1. Introduction
[IDNA] describes an architecture for supporting internationalized domain names. Labels containing non-ASCII characters can be represented by ACE labels, which begin with a special ACE prefix and contain only ASCII characters. The remainder of the label after the prefix is a Punycode encoding of a Unicode string satisfying certain constraints. For the details of the prefix and constraints, see [IDNA] and [NAMEPREP]. Punycode is an instance of a more general algorithm called Bootstring, which allows strings composed from a small set of "basic" code points to uniquely represent any string of code points drawn from a larger set. Punycode is Bootstring with particular parameter values appropriate for IDNA.
1.1. Features
Bootstring has been designed to have the following features: * Completeness: Every extended string (sequence of arbitrary code points) can be represented by a basic string (sequence of basic code points).
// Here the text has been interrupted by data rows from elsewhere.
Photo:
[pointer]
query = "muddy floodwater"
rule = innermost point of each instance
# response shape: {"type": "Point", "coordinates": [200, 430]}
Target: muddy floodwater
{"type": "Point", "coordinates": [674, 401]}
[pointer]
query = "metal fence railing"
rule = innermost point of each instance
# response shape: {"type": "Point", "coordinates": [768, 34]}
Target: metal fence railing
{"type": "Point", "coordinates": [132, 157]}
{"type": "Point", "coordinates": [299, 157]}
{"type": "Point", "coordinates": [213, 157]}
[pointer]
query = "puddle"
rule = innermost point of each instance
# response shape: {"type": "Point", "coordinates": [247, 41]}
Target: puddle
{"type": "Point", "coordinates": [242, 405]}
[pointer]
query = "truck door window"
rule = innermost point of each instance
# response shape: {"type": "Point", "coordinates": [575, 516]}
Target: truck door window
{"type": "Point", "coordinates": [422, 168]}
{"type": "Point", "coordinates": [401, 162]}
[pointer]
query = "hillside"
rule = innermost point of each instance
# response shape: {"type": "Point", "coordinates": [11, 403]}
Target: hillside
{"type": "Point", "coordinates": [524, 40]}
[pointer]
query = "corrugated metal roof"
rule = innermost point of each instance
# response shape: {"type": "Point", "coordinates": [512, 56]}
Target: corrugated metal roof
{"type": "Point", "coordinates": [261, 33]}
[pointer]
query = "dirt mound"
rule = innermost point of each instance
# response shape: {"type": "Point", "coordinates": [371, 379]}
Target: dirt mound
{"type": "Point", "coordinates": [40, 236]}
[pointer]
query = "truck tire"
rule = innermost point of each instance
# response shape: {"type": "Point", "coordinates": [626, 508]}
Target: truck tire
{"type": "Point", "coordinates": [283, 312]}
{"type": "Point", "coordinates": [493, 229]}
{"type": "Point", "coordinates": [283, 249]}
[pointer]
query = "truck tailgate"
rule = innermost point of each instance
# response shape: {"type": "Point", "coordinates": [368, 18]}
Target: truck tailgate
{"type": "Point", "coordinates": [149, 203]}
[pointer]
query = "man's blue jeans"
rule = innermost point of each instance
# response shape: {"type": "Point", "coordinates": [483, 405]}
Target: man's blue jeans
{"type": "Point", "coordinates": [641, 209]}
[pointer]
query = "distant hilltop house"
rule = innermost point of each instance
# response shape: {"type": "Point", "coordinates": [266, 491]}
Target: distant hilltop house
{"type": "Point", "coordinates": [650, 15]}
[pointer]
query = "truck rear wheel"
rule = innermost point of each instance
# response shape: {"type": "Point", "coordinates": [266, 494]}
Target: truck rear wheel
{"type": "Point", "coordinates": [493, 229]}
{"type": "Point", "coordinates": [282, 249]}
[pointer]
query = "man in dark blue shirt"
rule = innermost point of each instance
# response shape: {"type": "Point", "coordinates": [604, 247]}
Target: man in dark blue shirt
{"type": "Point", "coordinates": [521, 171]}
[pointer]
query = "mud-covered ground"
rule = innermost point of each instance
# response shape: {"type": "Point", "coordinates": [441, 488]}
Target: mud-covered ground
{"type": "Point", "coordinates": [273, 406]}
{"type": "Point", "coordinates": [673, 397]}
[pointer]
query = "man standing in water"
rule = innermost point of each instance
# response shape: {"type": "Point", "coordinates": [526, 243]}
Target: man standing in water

Restrictions on what strings are allowed, and on length, can be imposed by higher layers. * Uniqueness: There is at most one basic string that represents a given extended string. * Reversibility: Any extended string mapped to a basic string can be recovered from that basic string. * Efficient encoding: The ratio of basic string length to extended string length is small. This is important in the context of domain names because RFC 1034std13 [RFC1034] restricts the length of a domain label to 63 characters. * Simplicity: The encoding and decoding algorithms are reasonably simple to implement. The goals of efficiency and simplicity are at odds; Bootstring aims at a good balance between them. * Readability: Basic code points appearing in the extended string are represented as themselves in the basic string (although the main purpose is to improve efficiency, not readability). Punycode can also support an additional feature that is not used by the ToASCII and ToUnicode operations of [IDNA]. When extended strings are case-folded prior to encoding, the basic string can use mixed case to tell how to convert the folded string into a mixed-case string. See appendix A "Mixed-case annotation".
1.2. Interaction of protocol parts
Punycode is used by the IDNA protocol [IDNA] for converting domain labels into ASCII; it is not designed for any other purpose. It is explicitly not designed for processing arbitrary free text.